The Open Source Initiative (OSI), an organization established to define and manage the concept of open source, has released version 1.0 of its Open Source AI Definition (OSAID). This document, the result of several years of collaboration with academia and industry, aims to establish a standard that allows individuals to determine whether an AI model can be considered open source.

A key objective of this definition is to help policymakers and AI developers have a common understanding. Stefano Maffulli, OSI's executive vice president, emphasized that regulations surrounding AI are under scrutiny, and some entities, like the European Commission, have shown interest in granting special recognition to open source initiatives. To achieve this consensus, the OSI made a deliberate effort to engage a wide variety of stakeholders beyond the usual tech groups.
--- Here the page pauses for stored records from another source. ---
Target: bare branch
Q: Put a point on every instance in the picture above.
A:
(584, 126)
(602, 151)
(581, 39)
For an AI model to be classified as open source under the OSAID, it must provide sufficient information about its design that allows a person to recreate it "substantially." Furthermore, relevant details about the training data, including its origin and processing, must be disclosed. According to Maffulli, an open source AI model must allow for a comprehensive understanding of its construction, including access to the complete code used in training and data filtering. Rights of use for developers are also established, such as the freedom to employ and modify the model without the need for prior permissions.

Despite the importance of the OSAID, the OSI lacks enforcement mechanisms to pressure developers to adhere to this definition. However, it plans to highlight those models that are described as "open source" but do not meet the established criteria. Although the results of this approach have been varied, the goal is for the AI community not to recognize as "open source" those that are not truly so.
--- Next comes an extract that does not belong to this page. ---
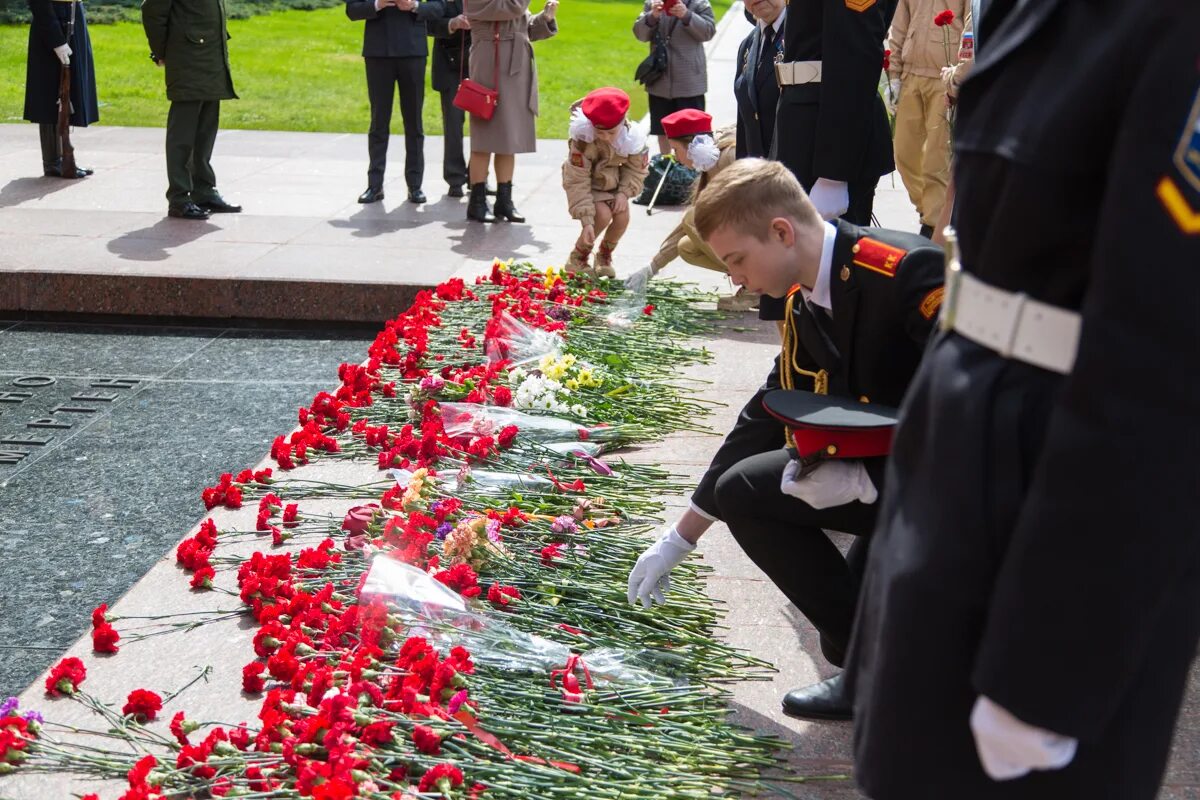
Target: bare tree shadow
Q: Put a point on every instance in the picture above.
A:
(153, 244)
(21, 190)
Historically, many companies have used the term "open source" ambiguously. Companies like Meta have faced criticism for using this classification to describe their strategies for releasing AI models, which in many cases do not meet the OSAID standards. For example, Meta requires platforms with over 700 million monthly active users to request a special license to use its Llama models. After discussions with the OSI, Google and Microsoft agreed to stop using the term for models that are not completely open, while Meta has maintained its position.
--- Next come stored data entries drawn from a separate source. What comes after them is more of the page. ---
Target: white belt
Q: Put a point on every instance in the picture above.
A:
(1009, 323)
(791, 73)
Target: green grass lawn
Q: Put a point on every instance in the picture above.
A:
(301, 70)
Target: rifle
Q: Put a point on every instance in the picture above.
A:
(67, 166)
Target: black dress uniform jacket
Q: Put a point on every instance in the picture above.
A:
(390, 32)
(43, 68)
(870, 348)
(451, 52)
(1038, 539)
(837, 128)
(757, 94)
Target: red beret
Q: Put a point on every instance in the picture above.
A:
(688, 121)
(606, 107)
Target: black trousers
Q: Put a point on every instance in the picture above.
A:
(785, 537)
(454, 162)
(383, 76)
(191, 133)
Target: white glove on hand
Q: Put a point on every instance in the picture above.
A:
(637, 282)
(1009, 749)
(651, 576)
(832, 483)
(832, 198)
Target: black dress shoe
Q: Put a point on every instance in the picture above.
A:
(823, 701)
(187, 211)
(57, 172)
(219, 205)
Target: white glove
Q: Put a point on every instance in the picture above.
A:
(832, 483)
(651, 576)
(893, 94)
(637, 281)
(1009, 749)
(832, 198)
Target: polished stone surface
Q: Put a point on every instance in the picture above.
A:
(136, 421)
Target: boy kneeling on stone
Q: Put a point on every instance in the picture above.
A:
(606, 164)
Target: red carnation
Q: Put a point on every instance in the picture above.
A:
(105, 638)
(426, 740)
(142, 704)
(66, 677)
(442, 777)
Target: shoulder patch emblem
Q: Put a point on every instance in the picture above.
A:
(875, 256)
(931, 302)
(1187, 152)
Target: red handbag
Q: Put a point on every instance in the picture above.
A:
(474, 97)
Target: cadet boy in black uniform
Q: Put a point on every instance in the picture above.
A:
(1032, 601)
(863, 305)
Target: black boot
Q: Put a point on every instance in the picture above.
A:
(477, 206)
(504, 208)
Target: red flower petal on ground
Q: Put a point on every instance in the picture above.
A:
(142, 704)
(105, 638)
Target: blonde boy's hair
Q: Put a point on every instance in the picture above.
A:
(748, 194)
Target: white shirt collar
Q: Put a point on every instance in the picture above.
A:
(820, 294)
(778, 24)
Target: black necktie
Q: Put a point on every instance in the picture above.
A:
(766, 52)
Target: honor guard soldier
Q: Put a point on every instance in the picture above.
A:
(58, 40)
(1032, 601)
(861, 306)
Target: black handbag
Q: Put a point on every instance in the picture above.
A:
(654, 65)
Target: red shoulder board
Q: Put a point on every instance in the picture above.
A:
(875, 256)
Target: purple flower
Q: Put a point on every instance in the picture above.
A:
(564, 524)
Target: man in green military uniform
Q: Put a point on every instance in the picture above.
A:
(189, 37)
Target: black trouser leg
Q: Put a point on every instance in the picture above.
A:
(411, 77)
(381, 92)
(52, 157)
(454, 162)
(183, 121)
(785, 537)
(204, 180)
Some startups have also faced criticism, such as Stability AI and Mistral, which have implemented restrictions that limit the commercial use of their models. A study from last August revealed that many "open source" models are actually only nominally open, as the necessary data to train them is not disclosed, and the computational power to run them is unattainable for many developers.

Opinions on this situation are divergent. Meta rejected the criticism and questioned the OSAID definition, arguing that its licensing policies act as safeguards against harmful implementations, and that it is taking a cautious approach in disclosing information about its models. The company points out that other efforts are underway to define "open source AI."

Finally, some experts suggest that the OSAID may not adequately address the issue of licensing training data, which could limit its effectiveness in practice. Maffulli acknowledges that the definition will require updates, and the OSI has formed a committee to oversee its implementation and propose future amendments. This effort is being carried out collaboratively, taking into account the views of various stakeholders in the AI field.